The Balkanization of the Application Development Landscape

I can still remember how I felt the first time I deployed a a Java application from the WinNT desktop where I had developed it to a pair of Solaris servers. It was either late 1998 or early 1999. Up to this point most of my experience in cross platform development had consisted of the surprisingly difficult and painful task of tweaking the code and header files of open source programs to compile on ever so slightly different flavors of Unix. Forget about crossing the Unix/Windows divide — that way lay madness.

This was one of the first servlet-based application outside of Sun, and so it was still unproven technology, but when that webapp was ftp’d and installed and ran against that Sybase back end just like it had on NT, it struck me as deeply weird, unnatural and…wonderful. Would I, finally, as a developer, be able to write once and run anywhere?

Well, the answer was a resounding “sort of.” Java never really took off as a desktop platform, but it inspired other cross platform runtime environments, like Flash and Ruby. The Balkanization of software development platforms seemed, if not at an end, then at least in remission.
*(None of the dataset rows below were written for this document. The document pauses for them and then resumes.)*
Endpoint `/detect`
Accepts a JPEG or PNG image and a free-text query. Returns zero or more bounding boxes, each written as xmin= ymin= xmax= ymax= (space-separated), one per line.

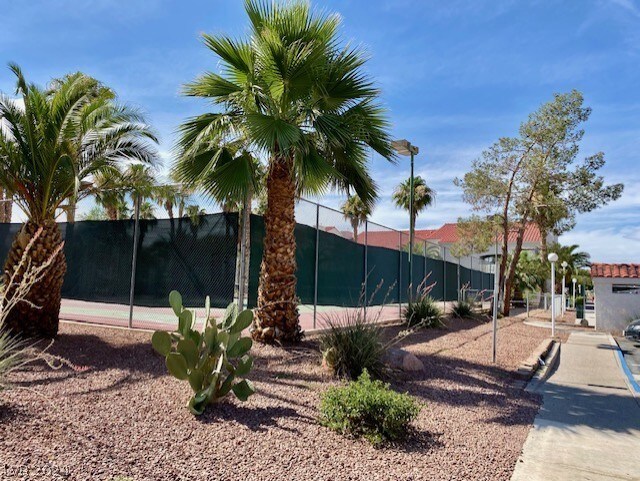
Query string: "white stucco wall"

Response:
xmin=593 ymin=277 xmax=640 ymax=332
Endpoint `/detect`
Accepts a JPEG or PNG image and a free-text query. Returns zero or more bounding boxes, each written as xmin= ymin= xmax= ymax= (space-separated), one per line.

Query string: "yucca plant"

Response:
xmin=402 ymin=285 xmax=444 ymax=328
xmin=0 ymin=64 xmax=156 ymax=337
xmin=175 ymin=1 xmax=394 ymax=342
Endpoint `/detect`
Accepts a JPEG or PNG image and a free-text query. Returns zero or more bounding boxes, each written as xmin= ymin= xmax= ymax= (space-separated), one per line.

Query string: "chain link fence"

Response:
xmin=0 ymin=195 xmax=493 ymax=330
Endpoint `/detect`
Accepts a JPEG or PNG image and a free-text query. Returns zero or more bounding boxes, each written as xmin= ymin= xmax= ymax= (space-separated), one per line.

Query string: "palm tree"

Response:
xmin=342 ymin=195 xmax=371 ymax=242
xmin=152 ymin=184 xmax=180 ymax=219
xmin=176 ymin=0 xmax=394 ymax=342
xmin=122 ymin=164 xmax=157 ymax=216
xmin=184 ymin=204 xmax=207 ymax=227
xmin=0 ymin=64 xmax=156 ymax=337
xmin=0 ymin=188 xmax=13 ymax=222
xmin=545 ymin=242 xmax=591 ymax=286
xmin=393 ymin=176 xmax=436 ymax=236
xmin=92 ymin=167 xmax=129 ymax=220
xmin=139 ymin=200 xmax=156 ymax=220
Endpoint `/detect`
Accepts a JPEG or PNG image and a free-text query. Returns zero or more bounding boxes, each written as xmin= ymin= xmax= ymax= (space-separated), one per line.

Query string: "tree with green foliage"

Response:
xmin=80 ymin=205 xmax=109 ymax=220
xmin=456 ymin=90 xmax=623 ymax=315
xmin=0 ymin=64 xmax=156 ymax=337
xmin=342 ymin=195 xmax=371 ymax=242
xmin=393 ymin=176 xmax=436 ymax=237
xmin=175 ymin=0 xmax=395 ymax=342
xmin=514 ymin=251 xmax=549 ymax=298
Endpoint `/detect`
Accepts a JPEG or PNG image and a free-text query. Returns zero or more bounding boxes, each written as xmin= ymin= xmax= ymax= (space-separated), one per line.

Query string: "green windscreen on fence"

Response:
xmin=0 ymin=214 xmax=238 ymax=307
xmin=248 ymin=215 xmax=493 ymax=307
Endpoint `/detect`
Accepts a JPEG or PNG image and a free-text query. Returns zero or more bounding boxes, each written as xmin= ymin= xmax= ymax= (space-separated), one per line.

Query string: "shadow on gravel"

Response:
xmin=197 ymin=402 xmax=315 ymax=434
xmin=388 ymin=429 xmax=444 ymax=454
xmin=396 ymin=355 xmax=540 ymax=426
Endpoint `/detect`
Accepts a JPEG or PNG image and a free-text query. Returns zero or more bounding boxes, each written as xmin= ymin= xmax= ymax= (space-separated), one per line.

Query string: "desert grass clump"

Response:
xmin=451 ymin=301 xmax=473 ymax=319
xmin=320 ymin=309 xmax=386 ymax=379
xmin=320 ymin=370 xmax=420 ymax=446
xmin=402 ymin=295 xmax=444 ymax=328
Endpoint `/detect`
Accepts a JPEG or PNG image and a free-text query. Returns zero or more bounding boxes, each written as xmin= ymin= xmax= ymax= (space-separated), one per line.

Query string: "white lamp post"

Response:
xmin=560 ymin=261 xmax=569 ymax=316
xmin=391 ymin=139 xmax=420 ymax=301
xmin=547 ymin=252 xmax=558 ymax=337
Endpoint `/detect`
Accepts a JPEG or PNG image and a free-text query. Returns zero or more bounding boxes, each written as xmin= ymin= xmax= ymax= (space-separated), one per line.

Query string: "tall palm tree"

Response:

With the advent of powerful and widely available mobile platforms, it seems that we’ve experienced a relapse. Apple recently revised section 3.3.1 of it’s SDK agreement to read:

3.3.1 Applications may only use Documented APIs in the manner prescribed by Apple and must not use or call any private APIs. Applications must be originally written in Objective-C, C, C++, or JavaScript as executed by the iPhone OS WebKit engine, and only code written in C, C++, and Objective-C may compile and directly link against the Documented APIs (e.g., Applications that link to Documented APIs through an intermediary translation or compatibility layer or tool are prohibited).

Many blog posts have already been written. Perhaps the best responses can be found here, here and here. My thoughts? Lawyers get overzealous and put all sorts of unenforceable things into contracts on the off chance that it might stick. This one strikes me as unenforceable.

Beyond the above bit of silliness, there’s speculation afoot that the iPhone will singlehandedly kill of Flash. Why develop for Flash if the use can’t see it on an iPad, the reasoning goes. And if all we were talking about were the demise of inappropriately flashy corporate web brochures, annoying web adverts and a few video players, not one would care. But as with most cross platform runtimes, there’s more here than meets the eye.

Flash/Flex is, for example, an excellent data visualization platform. Drawing fancy graphics efficiently even in a native environment is no mean trick. Animating vector graphics with millions of points demands prodigious effort on the part of developers. Having to do it twice or three times for different operating systems means it will likely only get done for one.

If Flash ceases to be a viable platform, it will kill off some really useful software, or at least make it less available. Let’s hope that doesn’t happen. Otherwise “porting,” that least useful of development tasks, will become a ubiquitous verb again.